Kobuk Valley National Park – What’s so special about it?

Kobuk Valley National Park

Kobuk Valley National Park is located in a remote northwestern edge of Alaska state of United States, about twenty miles away from the Arctic Circle. By the Alaska National Conservation Act, it was designated as a national park in early 1980. An imaginative river crosses this far-reaching and picturesque Kobuk Valley and surrounded by mountains, both the river and valley are known as the Kobuk

Kobuk Valley National Park is the country’s most secluded region, and the travelers who have visited this national park have had a spectacular experience since it offers an abundance of untouched natural beauty to explore including mountains, lush greenery, valleys, and rivers. One of the tourists’ favorite things to do in the park is back country camping, animal sledding, picnicking, hiking, boating, or just exploring the wilderness. There are no specific trails or tracks located inside the park that lead to a specific point, but visitors can easily travel inside the park for its clear way.

It covers over two million acres of land full of untouched and undisturbed wilderness. Due to the position of the park at the north of Arctic Circle, about twenty-five hundred square miles of land area of the park is freshly sanded dunes. The park is often called as the Arctic Sahara because of the temperature in summers rising over one hundred degrees Fahrenheit. The sea of sand in the park is a remnant of great dunes blown here over a couple of centuries.

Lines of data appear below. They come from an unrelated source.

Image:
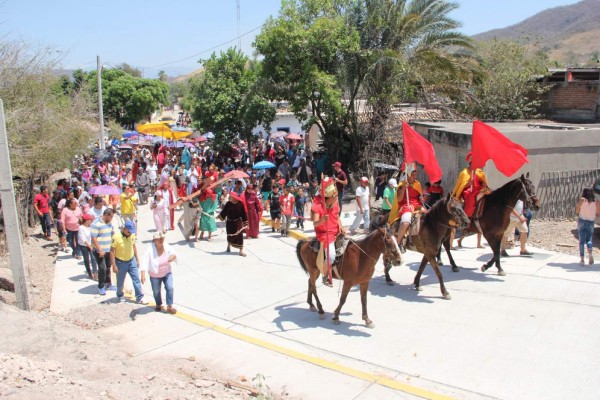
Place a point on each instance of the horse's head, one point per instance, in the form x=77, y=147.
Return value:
x=528, y=195
x=457, y=214
x=392, y=251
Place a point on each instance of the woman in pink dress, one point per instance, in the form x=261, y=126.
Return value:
x=159, y=211
x=254, y=209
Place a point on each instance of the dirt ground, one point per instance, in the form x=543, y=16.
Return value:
x=63, y=356
x=46, y=356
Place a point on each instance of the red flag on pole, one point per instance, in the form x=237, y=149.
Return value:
x=489, y=144
x=418, y=149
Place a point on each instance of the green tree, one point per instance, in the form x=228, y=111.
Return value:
x=127, y=99
x=228, y=99
x=507, y=87
x=351, y=60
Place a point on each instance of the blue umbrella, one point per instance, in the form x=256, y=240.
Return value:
x=263, y=165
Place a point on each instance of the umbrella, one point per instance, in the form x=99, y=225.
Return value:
x=156, y=129
x=129, y=134
x=263, y=165
x=104, y=190
x=293, y=136
x=236, y=174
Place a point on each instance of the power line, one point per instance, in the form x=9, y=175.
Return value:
x=206, y=51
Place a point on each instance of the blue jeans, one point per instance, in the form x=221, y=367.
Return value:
x=586, y=231
x=72, y=240
x=167, y=280
x=123, y=268
x=87, y=254
x=46, y=224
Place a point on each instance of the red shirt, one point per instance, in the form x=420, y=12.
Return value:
x=42, y=202
x=327, y=231
x=287, y=204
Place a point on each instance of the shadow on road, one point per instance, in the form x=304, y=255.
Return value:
x=303, y=318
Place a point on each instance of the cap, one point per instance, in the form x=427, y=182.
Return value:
x=130, y=226
x=158, y=235
x=87, y=217
x=328, y=187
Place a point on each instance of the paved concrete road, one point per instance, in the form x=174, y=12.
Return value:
x=533, y=334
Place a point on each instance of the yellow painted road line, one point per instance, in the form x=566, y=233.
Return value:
x=366, y=376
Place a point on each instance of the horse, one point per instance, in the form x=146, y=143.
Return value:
x=496, y=216
x=435, y=228
x=356, y=267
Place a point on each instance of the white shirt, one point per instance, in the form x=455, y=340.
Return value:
x=363, y=194
x=152, y=171
x=84, y=235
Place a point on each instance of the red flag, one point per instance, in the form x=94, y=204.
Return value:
x=418, y=149
x=489, y=144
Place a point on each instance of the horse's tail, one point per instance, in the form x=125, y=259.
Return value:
x=300, y=260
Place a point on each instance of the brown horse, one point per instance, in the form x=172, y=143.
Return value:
x=496, y=215
x=355, y=268
x=435, y=228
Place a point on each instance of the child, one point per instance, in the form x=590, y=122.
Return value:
x=84, y=241
x=287, y=209
x=274, y=207
x=300, y=202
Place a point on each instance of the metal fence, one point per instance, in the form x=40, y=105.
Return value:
x=559, y=192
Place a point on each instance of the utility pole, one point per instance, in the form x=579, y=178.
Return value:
x=100, y=110
x=239, y=27
x=12, y=228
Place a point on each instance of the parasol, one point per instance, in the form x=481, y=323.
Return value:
x=104, y=190
x=263, y=165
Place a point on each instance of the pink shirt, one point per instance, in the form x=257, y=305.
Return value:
x=164, y=267
x=70, y=218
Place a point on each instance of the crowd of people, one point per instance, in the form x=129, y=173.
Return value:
x=209, y=185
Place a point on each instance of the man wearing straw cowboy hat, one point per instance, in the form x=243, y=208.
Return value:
x=325, y=217
x=406, y=201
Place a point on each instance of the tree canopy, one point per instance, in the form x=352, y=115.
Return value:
x=227, y=99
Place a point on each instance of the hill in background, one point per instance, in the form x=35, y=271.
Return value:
x=569, y=34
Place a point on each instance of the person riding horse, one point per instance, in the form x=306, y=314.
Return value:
x=406, y=202
x=325, y=213
x=469, y=185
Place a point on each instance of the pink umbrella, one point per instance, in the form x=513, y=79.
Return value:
x=293, y=136
x=104, y=190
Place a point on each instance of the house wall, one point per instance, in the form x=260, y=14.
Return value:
x=577, y=100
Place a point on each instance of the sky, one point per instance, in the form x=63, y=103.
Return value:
x=159, y=35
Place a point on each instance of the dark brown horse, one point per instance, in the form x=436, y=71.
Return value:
x=496, y=215
x=435, y=228
x=355, y=268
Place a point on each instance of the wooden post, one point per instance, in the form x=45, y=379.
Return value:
x=11, y=219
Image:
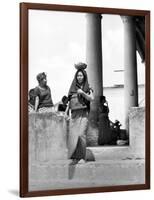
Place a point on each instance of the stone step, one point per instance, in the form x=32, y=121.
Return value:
x=62, y=174
x=101, y=153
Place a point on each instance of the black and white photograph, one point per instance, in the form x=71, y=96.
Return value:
x=86, y=100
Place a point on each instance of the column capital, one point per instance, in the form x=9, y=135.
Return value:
x=94, y=15
x=127, y=19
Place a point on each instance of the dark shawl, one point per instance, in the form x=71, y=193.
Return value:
x=85, y=87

The Iconic Caribou: It is estimated that over one thousand years ago, the park’s iconic animal Caribou migrated from the surrounded mountain ranges, from the winter feeding ground to the summer calving grounds. Untiring and restless, the Caribou traveled hundreds of miles at a stretch, pausing only to graze on Tundra or other plants, for they must eat to travel. Driven by some inner voice they push on, even they cross the waters. Some herds of the Caribou are numbered in a few thousand and other hundreds of thousands. The Caribou must cross the rivers in the park to continue their migration. These instinctive migrations occur twice a year, and the migration of these animals is a great opportunity for Eskimo people for hunting.

Eskimo People & the Hunting Season: The hunting season in Kobuk National Park begins in September every year. However, the subsistence hunting is forbidden in the region. Most of the Eskimo people that are inhabited here are dependent on hunting for their yearly supply of fresh meat. Hunting is a way of life in Kobuk National Park, however, the Eskimo people believe that the Caribou is sacred, and these people dependent on those Caribou animals for their survival in this remote region. Eskimo ply the river in their boats, once the Caribou is in the water they are vulnerable to their guns. For every animal killed, thousands will escape. It has been this way between the park’s iconic caribou and the Eskimo since the time immemorial. To Eskimo people what is important is that the Caribou return year after year but the herds are not always predictable.